The host population in epidemiology may actually be at risk of more than two infectious diseases with stochastic complicated interaction, e.g., HIV and HBV. In this paper, we propose a class of stochastic epidemic model that applies the double epidemic hypothesis and Crowley-Martin incidence rate in order to explore how stochastic disturbances affect the spread of diseases. While disregarding stochastic disturbances, we examine the dynamic features of the system in which the local stability of equilibria are totally determined by the basic reproduction numbers. We focus particularly on the threshold dynamics of the corresponding stochastic system, and we obtain the extinction and permanency conditions for a pair of infectious diseases.

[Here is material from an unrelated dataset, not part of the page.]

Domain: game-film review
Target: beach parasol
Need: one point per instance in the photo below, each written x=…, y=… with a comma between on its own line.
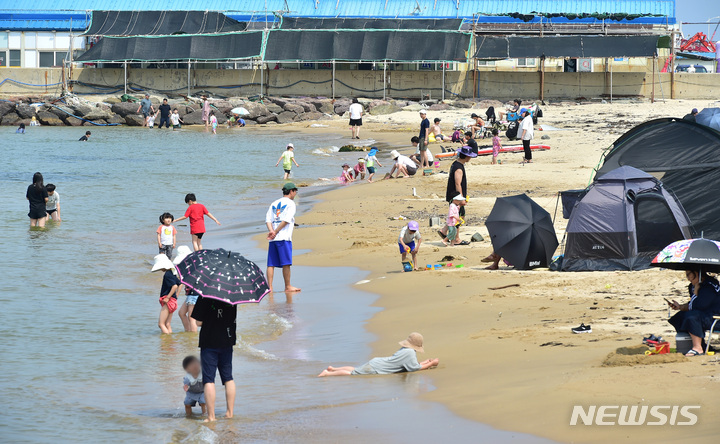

We find that the threshold dynamics of the deterministic and stochastic systems vary significantly: (ⅰ) disease outbreaks can be controlled by appropriate stochastic disturbances; (ⅱ) diseases die out when the intensity of environmental perturbations is higher. The effects of certain important parameters on deterministic and stochastic disease transmission were obtained through numerical simulations. Our observations indicate that controlling epidemics should improve the effectiveness of prevention measures for susceptible individuals while improving the effectiveness of treatment for infected individuals.